Brenda Michelson over on ebizQ’s Business-Driven-Architect blog had an interesting post on an article published in Communications of the ACM titled “Data in Flight”. The article tries to explain the idea of “data in motion” and the benefits of event stream processing, presumably assuming an audience of database folks.
Brenda’s quotes from the article are probably a good place for a bit of commentary:
“The streaming query engine is a new technology … “
… if you mean “new” is 10 years old or more. But maybe the author means “new” to the presumed reader? Although I would have thought that readers of this particular journal would be well advised on such technology trends…
“CEP has been used within the industry as a blanket term to describe the entire field of streaming query systems.”
Actually CEP covers multiple types of event processing, including continuous queries on event streams. Is there something fundamentally different between an event stream (from some external source) and a “data stream” (for some internal source)? No, I don’t think so.
“This is regrettable because it has resulted in a religious war between SQL-based and non-SQL-based vendors…”
Religious war? Most people accept that there are many types of event processing languages, and these are best suited to different types of event operations – and we see this in a variety of leading CEP vendors. Indeed, 2 out of the top 3 market leading CEP vendors (including TIBCO as the market leader) do not rely on SQL-based continuous queries (although this is indeed available, for tasks like stream processing, in TIBCO BusinessEvents).
“… in overly focusing on financial services applications, has caused other application areas to be neglected.”
Overly focusing on financial services applications? Well, it is certainly true that many CEP vendors focus on algorithmic trading, probably contributing to some vendors’ eventual demise during the recent financial downturn. But TIBCO’s main CEP customer base is in transport, logistics, and telecom, closely followed by government and then financial services.
“Because of their shared SQL language, streaming query engines and relational databases can collaborate to solve problems in monitoring and realtime business intelligence. SQL makes them accessible to a large pool of people with SQL expertise.”
Well, continuous query languages tend to be loosely based on SQL, but have different semantics. For example, in TIBCO BusinessEvents Query Language (BQL), there is a policy statement that defines things like time window, resultset size, etc. Such a continuous query, executing asynchronously, is probably not something a synchronous SQL / stored procedure developer will be automatically comfortable with.
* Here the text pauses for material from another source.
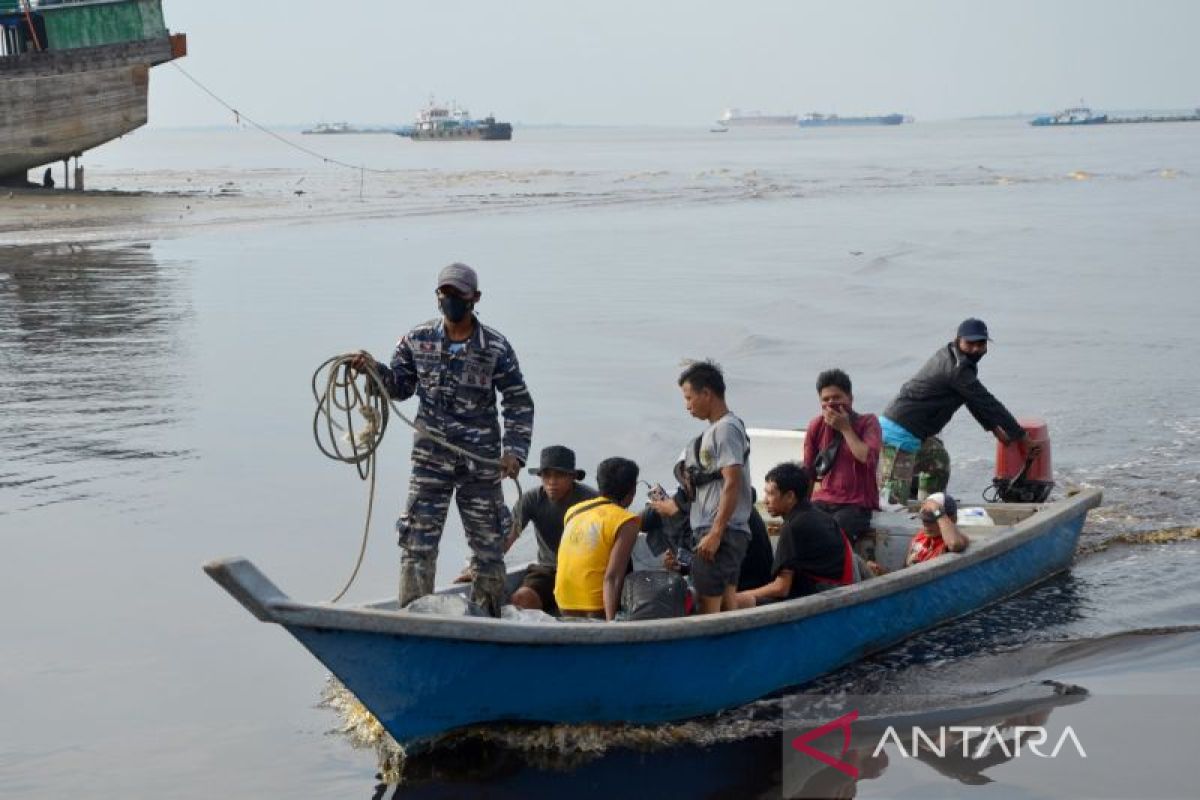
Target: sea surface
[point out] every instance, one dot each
(155, 413)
“…streaming query systems can support patterns such as enterprise messaging, complex event processing, continuous data integration, and new application areas that are still being discovered.”
Well, this is truly where the ACM article reviewers missed some hype. As a subset of CEP, for sure, continuous queries “support” operations such as routing events, identifying event patterns, merging event data, and so forth. But so do other event processing technologies (and TIBCO customers do these with both production rules and queries…).
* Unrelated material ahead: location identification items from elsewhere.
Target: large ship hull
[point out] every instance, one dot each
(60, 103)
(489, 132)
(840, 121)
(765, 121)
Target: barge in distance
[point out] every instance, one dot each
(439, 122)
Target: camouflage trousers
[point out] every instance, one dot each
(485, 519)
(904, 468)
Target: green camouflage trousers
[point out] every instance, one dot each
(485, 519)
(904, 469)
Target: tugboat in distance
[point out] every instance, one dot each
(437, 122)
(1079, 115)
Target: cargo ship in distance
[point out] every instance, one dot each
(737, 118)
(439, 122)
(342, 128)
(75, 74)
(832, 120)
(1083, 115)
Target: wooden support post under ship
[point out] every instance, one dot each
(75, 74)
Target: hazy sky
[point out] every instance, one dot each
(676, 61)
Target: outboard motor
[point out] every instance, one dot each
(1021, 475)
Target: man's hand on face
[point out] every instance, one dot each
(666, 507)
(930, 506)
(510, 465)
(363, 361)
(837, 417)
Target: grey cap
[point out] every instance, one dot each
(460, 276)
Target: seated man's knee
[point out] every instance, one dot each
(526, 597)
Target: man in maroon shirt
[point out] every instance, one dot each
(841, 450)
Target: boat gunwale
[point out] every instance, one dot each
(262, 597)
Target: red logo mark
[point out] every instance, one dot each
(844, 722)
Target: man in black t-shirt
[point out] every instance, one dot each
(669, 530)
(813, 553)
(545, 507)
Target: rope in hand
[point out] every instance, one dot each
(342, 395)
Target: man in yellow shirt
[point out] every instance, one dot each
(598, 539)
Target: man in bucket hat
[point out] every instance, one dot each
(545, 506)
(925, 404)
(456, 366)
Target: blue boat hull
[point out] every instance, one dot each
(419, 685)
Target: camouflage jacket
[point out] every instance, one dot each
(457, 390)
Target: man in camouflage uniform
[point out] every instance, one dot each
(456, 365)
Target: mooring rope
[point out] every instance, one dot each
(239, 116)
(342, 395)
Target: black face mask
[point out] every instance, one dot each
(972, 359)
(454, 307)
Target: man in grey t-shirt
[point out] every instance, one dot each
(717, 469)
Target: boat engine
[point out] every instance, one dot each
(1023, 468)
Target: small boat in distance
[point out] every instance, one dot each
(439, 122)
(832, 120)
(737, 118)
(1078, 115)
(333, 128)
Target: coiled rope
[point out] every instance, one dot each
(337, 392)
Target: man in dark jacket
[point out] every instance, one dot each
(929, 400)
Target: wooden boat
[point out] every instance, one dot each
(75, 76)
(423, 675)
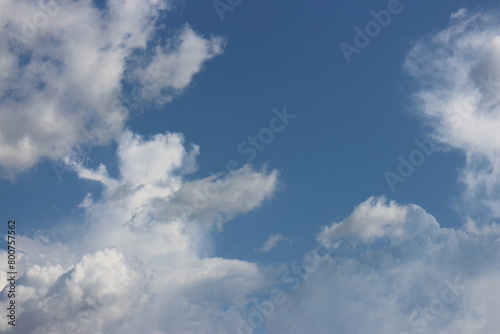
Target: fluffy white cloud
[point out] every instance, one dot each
(422, 279)
(458, 70)
(137, 261)
(62, 64)
(273, 242)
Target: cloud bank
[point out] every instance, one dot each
(142, 257)
(137, 261)
(458, 71)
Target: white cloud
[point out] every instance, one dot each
(458, 70)
(135, 264)
(273, 242)
(62, 66)
(422, 279)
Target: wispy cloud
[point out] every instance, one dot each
(273, 242)
(458, 72)
(62, 66)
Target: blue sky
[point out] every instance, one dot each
(318, 181)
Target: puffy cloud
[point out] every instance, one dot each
(273, 242)
(458, 71)
(136, 262)
(62, 65)
(424, 278)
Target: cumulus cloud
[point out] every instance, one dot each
(405, 274)
(135, 263)
(273, 242)
(62, 65)
(458, 70)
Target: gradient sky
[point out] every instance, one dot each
(183, 93)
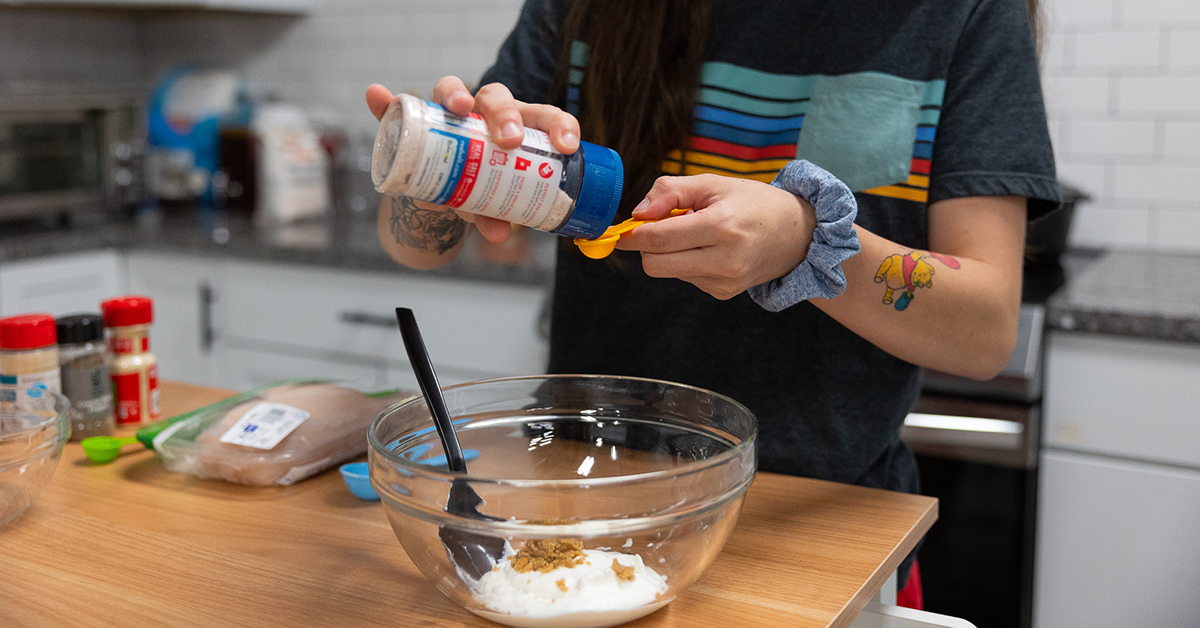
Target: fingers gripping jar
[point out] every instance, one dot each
(135, 370)
(426, 153)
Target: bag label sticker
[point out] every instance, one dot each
(264, 425)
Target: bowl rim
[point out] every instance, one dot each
(377, 448)
(61, 416)
(61, 411)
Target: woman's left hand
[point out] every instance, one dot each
(742, 233)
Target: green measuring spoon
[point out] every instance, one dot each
(105, 449)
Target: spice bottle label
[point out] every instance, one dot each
(153, 392)
(85, 382)
(30, 392)
(462, 169)
(264, 425)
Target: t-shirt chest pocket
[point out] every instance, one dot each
(862, 127)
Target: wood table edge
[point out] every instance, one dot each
(849, 612)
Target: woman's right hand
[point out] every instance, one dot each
(507, 119)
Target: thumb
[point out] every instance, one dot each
(378, 99)
(684, 192)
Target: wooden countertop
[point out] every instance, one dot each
(132, 544)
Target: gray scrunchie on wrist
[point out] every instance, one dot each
(834, 240)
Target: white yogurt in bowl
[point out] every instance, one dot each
(580, 588)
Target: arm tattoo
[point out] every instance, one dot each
(426, 229)
(909, 271)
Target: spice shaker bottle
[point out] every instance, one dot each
(83, 360)
(135, 370)
(29, 363)
(426, 153)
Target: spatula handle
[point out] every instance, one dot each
(429, 382)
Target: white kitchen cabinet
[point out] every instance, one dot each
(1119, 544)
(251, 369)
(251, 6)
(61, 285)
(1123, 398)
(235, 323)
(1119, 497)
(185, 310)
(472, 329)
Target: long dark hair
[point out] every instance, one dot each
(639, 88)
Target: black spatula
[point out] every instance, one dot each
(474, 554)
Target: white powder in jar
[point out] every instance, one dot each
(421, 150)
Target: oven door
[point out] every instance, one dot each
(979, 459)
(987, 432)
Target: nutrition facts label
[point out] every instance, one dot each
(463, 169)
(264, 425)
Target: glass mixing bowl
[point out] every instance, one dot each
(30, 447)
(641, 470)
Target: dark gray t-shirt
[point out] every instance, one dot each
(909, 102)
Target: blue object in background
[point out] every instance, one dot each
(195, 139)
(358, 480)
(357, 476)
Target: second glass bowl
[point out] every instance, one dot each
(30, 447)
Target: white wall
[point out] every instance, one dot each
(1122, 87)
(1122, 81)
(328, 59)
(67, 53)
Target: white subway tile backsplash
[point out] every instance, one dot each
(1183, 48)
(1157, 183)
(1121, 81)
(1089, 178)
(1067, 94)
(1177, 231)
(1181, 139)
(1110, 137)
(1115, 48)
(1054, 49)
(1158, 11)
(1159, 94)
(1063, 12)
(1096, 225)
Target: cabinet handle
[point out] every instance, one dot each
(208, 335)
(367, 318)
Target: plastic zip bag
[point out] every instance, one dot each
(276, 435)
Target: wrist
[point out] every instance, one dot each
(832, 239)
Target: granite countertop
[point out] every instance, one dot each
(1123, 293)
(1129, 293)
(348, 244)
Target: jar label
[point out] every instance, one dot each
(85, 382)
(153, 392)
(264, 425)
(127, 398)
(30, 392)
(462, 168)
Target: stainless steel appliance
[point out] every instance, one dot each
(66, 155)
(977, 448)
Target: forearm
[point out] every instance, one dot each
(418, 234)
(919, 307)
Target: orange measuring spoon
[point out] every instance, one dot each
(606, 243)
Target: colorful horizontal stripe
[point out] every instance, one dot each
(748, 123)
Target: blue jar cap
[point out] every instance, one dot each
(599, 196)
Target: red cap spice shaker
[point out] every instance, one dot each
(29, 363)
(135, 370)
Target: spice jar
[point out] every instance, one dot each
(83, 363)
(430, 154)
(135, 370)
(29, 363)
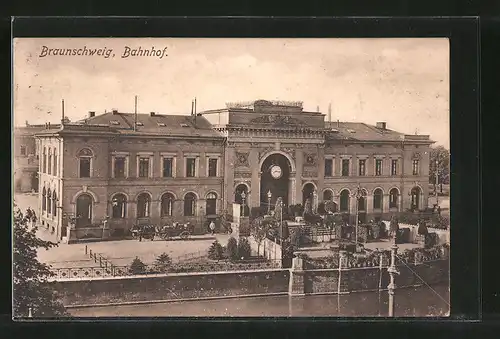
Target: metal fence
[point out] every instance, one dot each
(123, 271)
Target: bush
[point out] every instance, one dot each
(244, 250)
(137, 267)
(163, 262)
(216, 251)
(232, 249)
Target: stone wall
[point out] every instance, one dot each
(172, 286)
(371, 278)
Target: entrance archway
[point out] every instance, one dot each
(275, 178)
(308, 193)
(84, 210)
(415, 198)
(34, 181)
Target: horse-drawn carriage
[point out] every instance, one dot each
(164, 232)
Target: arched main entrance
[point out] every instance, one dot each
(415, 198)
(275, 179)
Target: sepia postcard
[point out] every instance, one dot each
(229, 177)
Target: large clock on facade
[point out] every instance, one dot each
(276, 172)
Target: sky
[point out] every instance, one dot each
(404, 82)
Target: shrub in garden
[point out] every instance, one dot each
(232, 249)
(244, 250)
(216, 251)
(163, 262)
(137, 266)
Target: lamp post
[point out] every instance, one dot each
(269, 196)
(243, 196)
(358, 193)
(437, 181)
(392, 272)
(315, 197)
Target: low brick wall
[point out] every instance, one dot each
(373, 278)
(174, 286)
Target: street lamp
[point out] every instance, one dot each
(358, 194)
(315, 197)
(269, 196)
(243, 196)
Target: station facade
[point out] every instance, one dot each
(118, 169)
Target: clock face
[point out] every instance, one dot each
(276, 172)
So one might conclude that this article is some sort of clever marketing from a stream-processing start-up. Which, indeed, it probably was – and all kudos to them for their success in getting this published in ACM. I believe it was aimed at encouraging database-users out of their “transactional shells” into the “real-time world of events” – which is possibly a frightful proposition to the CIOs and DBAs used to the staid and stable world of “data at rest” (and presumably on a database somewhere).
And hopefully someone (maybe from EPTS?) will counter with a more balanced article on event processing applications and use cases in the near future.